1331 April 8, Esslingen

Bürgermeister, Rat und Schultheiß von Esslingen (Esselingen) teilen der christlichen Stadtgemeinde Reutlingens (Rûthelingen) auf deren Anfrage hin die Esslinger Zunftordnung mit. Die Zunftordnung gilt gleichermaßen für alle 13 Zünfte der Stadt Esslingen. Vor der Überlieferung der Zunftordnung teilen die Absender den Reutlingern mit, aus welchen Gewerken sich die die einzelnen Zünfte zusammensetzen und wer den Meister der Zunft stellt. In diesem Kontext wird bezüglich der Zunft der Ledergerber und Pergamentmacher, unter denen die Ledergerber den Meister stellen, die zusätzliche und ursprünglich wohl nicht einen verschriftlichten Bestandteil der Esslinger Zunftordnung bildende Information übermittelt, dass auch Juden in der Zunft tätig sein können, wenn sie die Aufnahmegebühr entrichten. Dennoch sollen sie weiterhin wie alle anderen Juden leben: Die Ledergaͤrwen und Bermitter haͧnt ouch ain und nement ain maister under den ledergaͤrwen. Und ist, daz ain Jude dar under wûrken wil, der muͦz die zûnft koͧffen und lebt doch als ain Jude in alle wise.
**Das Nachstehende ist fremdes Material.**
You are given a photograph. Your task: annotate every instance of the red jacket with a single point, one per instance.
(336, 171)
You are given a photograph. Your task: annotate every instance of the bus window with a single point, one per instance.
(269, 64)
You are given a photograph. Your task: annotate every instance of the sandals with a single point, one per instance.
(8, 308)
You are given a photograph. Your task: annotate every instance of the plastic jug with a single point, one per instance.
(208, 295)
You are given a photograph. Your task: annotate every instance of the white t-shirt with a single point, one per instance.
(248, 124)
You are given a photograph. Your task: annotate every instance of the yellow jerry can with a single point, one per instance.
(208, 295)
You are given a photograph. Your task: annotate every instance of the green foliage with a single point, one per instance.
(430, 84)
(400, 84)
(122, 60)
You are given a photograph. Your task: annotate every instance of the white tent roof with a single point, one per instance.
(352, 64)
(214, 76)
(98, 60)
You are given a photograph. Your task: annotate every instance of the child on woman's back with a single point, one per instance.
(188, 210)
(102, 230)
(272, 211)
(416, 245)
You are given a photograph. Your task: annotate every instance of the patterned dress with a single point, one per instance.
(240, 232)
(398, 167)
Es siegeln die Aussteller mit dem Stadtsiegel Esslingens.

Dirre brief wart geben ze Esselingen do man zalt von Gottes gebúrte driutzehenhundert jar und darnauch in dem aim und drissigestem jare an dem naͤhsten guͦtemtage nauch usgaͤnder osterwochen.

Rückvermerk:

Ordnung der Zunften zu Esslingen (frühneuzeitlich)

Überlieferung:

Ludwigsburg, StA, Best. B 169, U 585, Orig.; (Digitalisat), dt., Perg.

Kommentar:

Die hier erwähnte Möglichkeit für Juden, in einer Zunft mitzuwirken, muss wohl als Ausnahme angesehen werden, da eine Zunft in der Regel eine exklusiv innerchristliche Organisationsform darstellte. Die Verfestigung und Ausbreitung dieser exklusiv christlichen Organisationen gab somit einen weiteren Antrieb für die zunehmende Festlegung der Juden auf die offiziell als unchristlich angesehene Geld- und Pfandleihe; vgl. Haverkamp, Lebensbedingungen (1991), S. 18. Zwar war der Geldhandel während des späten Mittelalters die vorrangige Einkommensquelle der mitteleuropäischen Juden, doch wie das Esslinger Beispiel zeigt, darf dies keinesfalls den Blick dafür verstellen, dass es trotz dieses Primats weitere Formen der wirtschaftlichen Betätigung für Juden gab. Zur wirtschaftlichen Tätigkeit von Juden außerhalb der Geldleihe für die Zeit vor 1350 vgl. vor allem Maier, Tätigkeitsfelder (2010), und für die Zeit nach den Pestverfolgungen Toch, Tätigkeit (2003), die beide neben der Geldleihe ein weites Spektrum jüdischer Berufstätigkeit aufzeigen. Zur Möglichkeit der Partizipation von Juden an der Esslinger Gerber- und Pergamenterzunft schreibt neuerdings Haverkamp, Ebrei in Italia (2010), S. 80 f. (in Übers.): 'Die Mitwirkung der Juden in der christlichen Zunft erforderte also ausdrücklich keine Konversion. Dies bedeutete notwendigerweise die von den Juden gewollte Exklusion aus dem religiös-kultischen Kern der Zunft, ermöglichte aber eine rechtlich fixierte wirtschaftliche Kooperation zwischen Christen und Juden. Diese Esslinger 'Praxis' erschien offenbar auch für Reutlingen relevant. Dem muss ein Vertrag zwischen der 'politischen' Zunft und/oder dem christlichen Stadtrat und der Esslinger Judengemeinde zugrunde liegen. Eine derartige Partizipation dieser offenkundig selbst handwerklich tätigen Juden an den Zünften, die ihrerseits sowohl in Esslingen als auch in Reutlingen an der städtischen Führung beteiligt waren, dürfte auch den Status der Juden als Bürger der Stadt voraussetzen.'

(Christian Scholl und Jörg R. Müller) / Letzte Bearbeitung: 29.07.2020

Zitierhinweis

Corpus der Quellen zur Geschichte der Juden im spätmittelalterlichen Reich, hg. v. Alfred Haverkamp und Jörg R. Müller, Trier, Mainz 2020, KN01, Nr. 164, URL: https://www.medieval-ashkenaz.org/KN01/KN-c1-0060.html (Datum des Zugriffs)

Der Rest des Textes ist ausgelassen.